Leía por ahí, estos días, que «ser adulto ha sido el deseo más estúpido que tuve de niño». Y es que todos, en algún momento de nuestras vidas, hemos fantaseado con la idea de convertirnos en seres libres e independientes, dueños de nuestras decisiones y responsables, únicos, de nuestras vidas. Sin embargo, con los años uno aprende que la idílica madurez y su liberación no son más que un juego de sombras proyectadas que ocultan, al otro lado de la caverna, cierta sumisión al sistema que deriva en frustración, apatía y desengaño. Y es así como, en muchos casos, nos convertimos en anodinos adultos faltos de ilusión, motivación, empatía y humanidad, alejándonos de aquellos prometedores chiquillos.

Es por estas fechas, con la llegada de la Navidad, cuando los insustanciales seres en los que, con bastante frecuencia, nos hemos transformado evocamos la alegría, el asombro y la admiración de aquellos años y recuperamos la esperanza de ser lo que un día quisimos en las vivencias de nuestros hijos.

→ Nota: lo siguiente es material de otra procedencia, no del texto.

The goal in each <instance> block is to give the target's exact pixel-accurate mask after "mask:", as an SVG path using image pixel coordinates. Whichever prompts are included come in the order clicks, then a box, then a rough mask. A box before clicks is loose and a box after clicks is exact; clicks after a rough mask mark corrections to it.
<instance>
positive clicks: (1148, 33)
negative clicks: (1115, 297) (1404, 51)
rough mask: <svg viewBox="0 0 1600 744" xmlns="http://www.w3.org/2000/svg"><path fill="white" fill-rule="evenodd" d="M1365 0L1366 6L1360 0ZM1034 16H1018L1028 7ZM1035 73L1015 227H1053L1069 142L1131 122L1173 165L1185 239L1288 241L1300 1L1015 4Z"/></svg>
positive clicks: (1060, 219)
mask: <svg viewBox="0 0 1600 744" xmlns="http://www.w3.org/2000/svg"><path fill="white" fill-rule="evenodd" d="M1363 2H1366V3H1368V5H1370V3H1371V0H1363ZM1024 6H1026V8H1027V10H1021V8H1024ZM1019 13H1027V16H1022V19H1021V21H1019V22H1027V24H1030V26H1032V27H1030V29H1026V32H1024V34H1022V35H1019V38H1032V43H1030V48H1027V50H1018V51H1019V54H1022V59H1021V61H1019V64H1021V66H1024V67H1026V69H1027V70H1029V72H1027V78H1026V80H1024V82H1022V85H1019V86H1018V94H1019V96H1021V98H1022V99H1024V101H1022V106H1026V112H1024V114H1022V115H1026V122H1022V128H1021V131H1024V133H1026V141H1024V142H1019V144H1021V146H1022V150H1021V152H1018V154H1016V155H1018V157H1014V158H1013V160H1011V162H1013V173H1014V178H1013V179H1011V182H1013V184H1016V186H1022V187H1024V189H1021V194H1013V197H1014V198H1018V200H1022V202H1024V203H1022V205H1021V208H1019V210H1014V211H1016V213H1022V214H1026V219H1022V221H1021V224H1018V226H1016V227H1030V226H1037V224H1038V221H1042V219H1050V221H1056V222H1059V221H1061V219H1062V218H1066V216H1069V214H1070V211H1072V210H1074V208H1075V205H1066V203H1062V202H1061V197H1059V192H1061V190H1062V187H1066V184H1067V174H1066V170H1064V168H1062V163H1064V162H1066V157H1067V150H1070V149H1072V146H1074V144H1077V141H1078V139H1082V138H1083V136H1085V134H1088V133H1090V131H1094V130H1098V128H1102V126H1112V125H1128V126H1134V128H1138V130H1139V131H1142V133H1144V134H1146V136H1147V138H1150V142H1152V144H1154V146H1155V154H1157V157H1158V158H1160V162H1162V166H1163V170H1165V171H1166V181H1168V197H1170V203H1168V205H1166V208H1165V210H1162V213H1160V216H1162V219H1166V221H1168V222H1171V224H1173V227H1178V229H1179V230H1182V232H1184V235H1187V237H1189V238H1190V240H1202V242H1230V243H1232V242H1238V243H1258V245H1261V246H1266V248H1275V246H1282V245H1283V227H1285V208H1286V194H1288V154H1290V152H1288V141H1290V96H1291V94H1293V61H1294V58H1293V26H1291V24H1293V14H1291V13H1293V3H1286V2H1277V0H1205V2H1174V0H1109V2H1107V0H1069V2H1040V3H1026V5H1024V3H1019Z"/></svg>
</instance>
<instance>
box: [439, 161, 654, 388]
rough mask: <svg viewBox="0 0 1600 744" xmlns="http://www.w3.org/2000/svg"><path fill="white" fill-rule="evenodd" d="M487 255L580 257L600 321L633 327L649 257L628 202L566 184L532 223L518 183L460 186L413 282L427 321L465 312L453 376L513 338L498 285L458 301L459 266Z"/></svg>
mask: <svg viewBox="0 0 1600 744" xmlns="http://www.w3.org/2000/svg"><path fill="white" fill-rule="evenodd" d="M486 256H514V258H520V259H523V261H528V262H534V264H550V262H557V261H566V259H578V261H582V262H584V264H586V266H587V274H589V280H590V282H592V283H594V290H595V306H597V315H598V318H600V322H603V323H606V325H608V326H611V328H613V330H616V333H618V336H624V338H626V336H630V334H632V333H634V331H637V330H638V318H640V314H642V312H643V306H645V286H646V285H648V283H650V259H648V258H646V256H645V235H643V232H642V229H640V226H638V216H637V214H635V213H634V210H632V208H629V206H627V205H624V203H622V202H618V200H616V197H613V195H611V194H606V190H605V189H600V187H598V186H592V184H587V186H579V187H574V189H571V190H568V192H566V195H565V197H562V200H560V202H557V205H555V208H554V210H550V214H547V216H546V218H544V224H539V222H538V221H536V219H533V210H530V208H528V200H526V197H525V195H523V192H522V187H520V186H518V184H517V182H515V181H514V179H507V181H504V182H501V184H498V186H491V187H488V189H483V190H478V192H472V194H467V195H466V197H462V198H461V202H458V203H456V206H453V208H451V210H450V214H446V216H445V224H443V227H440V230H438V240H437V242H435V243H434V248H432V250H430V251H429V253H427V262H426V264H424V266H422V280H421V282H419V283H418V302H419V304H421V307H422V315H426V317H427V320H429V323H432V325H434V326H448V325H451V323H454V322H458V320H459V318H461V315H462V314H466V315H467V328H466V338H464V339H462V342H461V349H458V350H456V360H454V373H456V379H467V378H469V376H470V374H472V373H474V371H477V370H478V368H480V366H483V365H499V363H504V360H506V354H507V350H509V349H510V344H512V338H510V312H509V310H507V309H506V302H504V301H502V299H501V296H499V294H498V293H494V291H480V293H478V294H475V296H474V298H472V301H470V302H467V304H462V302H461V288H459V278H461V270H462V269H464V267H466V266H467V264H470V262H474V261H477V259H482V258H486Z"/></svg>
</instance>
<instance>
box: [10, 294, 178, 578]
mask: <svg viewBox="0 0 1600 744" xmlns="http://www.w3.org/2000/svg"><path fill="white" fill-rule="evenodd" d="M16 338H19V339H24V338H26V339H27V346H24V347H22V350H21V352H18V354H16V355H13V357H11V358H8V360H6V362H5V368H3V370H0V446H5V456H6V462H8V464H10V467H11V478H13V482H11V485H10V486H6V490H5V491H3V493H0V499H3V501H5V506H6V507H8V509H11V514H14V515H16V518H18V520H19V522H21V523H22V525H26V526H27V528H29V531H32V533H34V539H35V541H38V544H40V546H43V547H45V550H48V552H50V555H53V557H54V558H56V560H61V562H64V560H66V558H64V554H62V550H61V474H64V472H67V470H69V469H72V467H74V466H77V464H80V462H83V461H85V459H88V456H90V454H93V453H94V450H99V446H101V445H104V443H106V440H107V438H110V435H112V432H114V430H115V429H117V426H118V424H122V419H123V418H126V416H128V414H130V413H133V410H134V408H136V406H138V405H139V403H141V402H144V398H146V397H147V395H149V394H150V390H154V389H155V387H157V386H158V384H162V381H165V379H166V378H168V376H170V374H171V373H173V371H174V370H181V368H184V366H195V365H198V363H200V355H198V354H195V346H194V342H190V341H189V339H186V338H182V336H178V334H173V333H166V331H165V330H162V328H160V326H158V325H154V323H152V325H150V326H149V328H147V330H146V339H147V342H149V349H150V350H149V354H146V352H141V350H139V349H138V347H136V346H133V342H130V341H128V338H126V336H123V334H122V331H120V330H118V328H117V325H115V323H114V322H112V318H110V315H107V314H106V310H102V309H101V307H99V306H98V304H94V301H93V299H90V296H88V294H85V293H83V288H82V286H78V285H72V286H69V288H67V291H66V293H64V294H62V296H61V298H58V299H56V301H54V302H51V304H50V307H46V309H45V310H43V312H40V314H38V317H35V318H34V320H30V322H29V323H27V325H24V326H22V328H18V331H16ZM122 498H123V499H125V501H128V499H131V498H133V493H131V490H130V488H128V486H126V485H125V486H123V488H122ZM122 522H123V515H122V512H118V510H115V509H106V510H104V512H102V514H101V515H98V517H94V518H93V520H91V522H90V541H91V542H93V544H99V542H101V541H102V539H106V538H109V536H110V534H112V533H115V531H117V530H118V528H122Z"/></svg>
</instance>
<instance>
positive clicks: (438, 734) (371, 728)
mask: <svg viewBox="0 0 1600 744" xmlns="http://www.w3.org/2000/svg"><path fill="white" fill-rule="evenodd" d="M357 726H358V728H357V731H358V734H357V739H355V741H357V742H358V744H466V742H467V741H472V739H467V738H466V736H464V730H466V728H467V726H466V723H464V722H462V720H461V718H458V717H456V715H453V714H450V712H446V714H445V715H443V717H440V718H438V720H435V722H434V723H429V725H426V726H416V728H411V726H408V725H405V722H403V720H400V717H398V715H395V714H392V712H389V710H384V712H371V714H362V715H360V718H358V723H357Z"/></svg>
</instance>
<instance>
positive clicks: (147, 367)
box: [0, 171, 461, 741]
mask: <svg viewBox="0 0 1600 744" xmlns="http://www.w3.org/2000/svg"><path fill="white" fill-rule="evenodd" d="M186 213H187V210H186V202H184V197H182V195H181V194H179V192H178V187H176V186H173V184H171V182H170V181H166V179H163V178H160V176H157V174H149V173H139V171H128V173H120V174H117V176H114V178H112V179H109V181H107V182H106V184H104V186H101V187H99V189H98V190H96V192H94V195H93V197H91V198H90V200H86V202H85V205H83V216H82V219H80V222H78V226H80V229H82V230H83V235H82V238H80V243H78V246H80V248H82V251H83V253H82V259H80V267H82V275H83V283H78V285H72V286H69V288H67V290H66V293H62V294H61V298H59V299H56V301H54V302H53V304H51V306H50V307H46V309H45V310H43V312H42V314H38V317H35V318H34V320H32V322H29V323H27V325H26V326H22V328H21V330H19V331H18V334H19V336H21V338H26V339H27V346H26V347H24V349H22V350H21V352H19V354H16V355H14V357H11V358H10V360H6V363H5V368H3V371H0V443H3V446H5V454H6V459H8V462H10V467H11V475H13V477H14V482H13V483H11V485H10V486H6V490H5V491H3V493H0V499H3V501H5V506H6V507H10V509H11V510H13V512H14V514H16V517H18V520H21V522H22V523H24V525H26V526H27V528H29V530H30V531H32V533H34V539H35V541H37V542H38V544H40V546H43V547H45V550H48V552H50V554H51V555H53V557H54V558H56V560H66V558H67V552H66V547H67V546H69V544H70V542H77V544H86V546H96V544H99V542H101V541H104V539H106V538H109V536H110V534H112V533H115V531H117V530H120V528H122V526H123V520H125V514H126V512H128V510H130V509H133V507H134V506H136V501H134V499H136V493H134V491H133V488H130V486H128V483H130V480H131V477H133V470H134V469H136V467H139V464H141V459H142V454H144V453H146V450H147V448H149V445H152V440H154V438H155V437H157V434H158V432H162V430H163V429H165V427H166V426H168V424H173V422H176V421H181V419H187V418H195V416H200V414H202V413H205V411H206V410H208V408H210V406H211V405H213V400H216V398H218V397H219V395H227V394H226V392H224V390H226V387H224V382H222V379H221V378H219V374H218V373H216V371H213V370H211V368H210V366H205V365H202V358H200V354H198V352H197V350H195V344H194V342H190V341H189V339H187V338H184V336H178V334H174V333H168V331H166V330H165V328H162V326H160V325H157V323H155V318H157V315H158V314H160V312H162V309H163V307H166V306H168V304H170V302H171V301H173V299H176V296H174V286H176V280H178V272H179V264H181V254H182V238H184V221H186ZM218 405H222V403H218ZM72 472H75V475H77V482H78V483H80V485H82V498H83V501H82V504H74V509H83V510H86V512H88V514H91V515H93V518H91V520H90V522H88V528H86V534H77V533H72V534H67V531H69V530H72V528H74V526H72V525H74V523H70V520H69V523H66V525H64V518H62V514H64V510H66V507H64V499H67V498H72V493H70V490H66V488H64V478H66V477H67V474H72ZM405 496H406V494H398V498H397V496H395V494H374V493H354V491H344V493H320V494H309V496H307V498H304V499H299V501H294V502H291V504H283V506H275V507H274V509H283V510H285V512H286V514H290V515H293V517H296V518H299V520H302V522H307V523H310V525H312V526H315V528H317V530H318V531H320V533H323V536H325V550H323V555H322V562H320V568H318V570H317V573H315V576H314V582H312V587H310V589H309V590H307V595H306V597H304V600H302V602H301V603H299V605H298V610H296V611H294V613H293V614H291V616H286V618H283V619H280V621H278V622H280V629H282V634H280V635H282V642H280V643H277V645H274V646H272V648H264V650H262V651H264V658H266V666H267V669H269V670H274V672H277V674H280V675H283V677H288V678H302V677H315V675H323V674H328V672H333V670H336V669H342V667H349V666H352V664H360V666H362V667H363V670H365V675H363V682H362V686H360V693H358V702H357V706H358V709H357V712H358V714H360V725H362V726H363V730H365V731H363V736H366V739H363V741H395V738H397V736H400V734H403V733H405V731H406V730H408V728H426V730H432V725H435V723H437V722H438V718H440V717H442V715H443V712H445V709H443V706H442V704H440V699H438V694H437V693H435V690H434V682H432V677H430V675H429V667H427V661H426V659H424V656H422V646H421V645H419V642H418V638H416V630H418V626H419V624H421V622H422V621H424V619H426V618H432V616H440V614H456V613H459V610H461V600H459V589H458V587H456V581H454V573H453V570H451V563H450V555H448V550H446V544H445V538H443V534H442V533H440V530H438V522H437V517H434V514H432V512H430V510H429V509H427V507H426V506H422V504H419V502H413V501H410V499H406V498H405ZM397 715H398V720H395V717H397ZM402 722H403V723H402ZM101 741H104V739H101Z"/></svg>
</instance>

Sin duda, volver a la infancia no es más que nostalgia pero quizás necesitemos de ésta para alterar nuestra monótona y letárgica supervivencia regresando a la esencia de lo que somos o perseguimos, pero olvidamos en el proceso de crecimiento, y así hacer más interesante y sustancial nuestra existencia.

Al madurar, incorporamos recursos y capacidades a nuestra experiencia vital que nos ayudan a desenvolvernos con éxito en un mundo más agresivo, competitivo y bastante más despiadado y cruel que el de nuestra niñez, pero también abandonamos procesos e instintos mucho más naturales, que son igual de relevantes, propios de aquella inocencia.

Con la edad somos más desconfiados y temerosos, más egoístas, mucho menos sensibles, menos inocentes y empáticos. Así lo veo y lo ‘sufro’ (también habrá quien me sufra a mí) en los últimos tiempos, descubriendo que aquello que pensábamos que ‘nos haría mejores’ no ha sido del todo cierto. Tras una traumática experiencia colectiva como la que venimos resistiendo, hoy siento más irritación, enfado y mal humor generalizado en la gente. Falta mucha cercanía y tolerancia. Nos hemos vuelto demasiado prácticos y hemos desterrado, incluso de nuestros sueños, las grandes quimeras e ilusiones que teníamos de pequeños.

En ese sentido, me niego a crecer, como Peter Pan, porque lejos de complejos e inmadurez, esa pizca de niñez e inocencia es la que, en este aciago y adverso escenario, a mí, día a día me salva.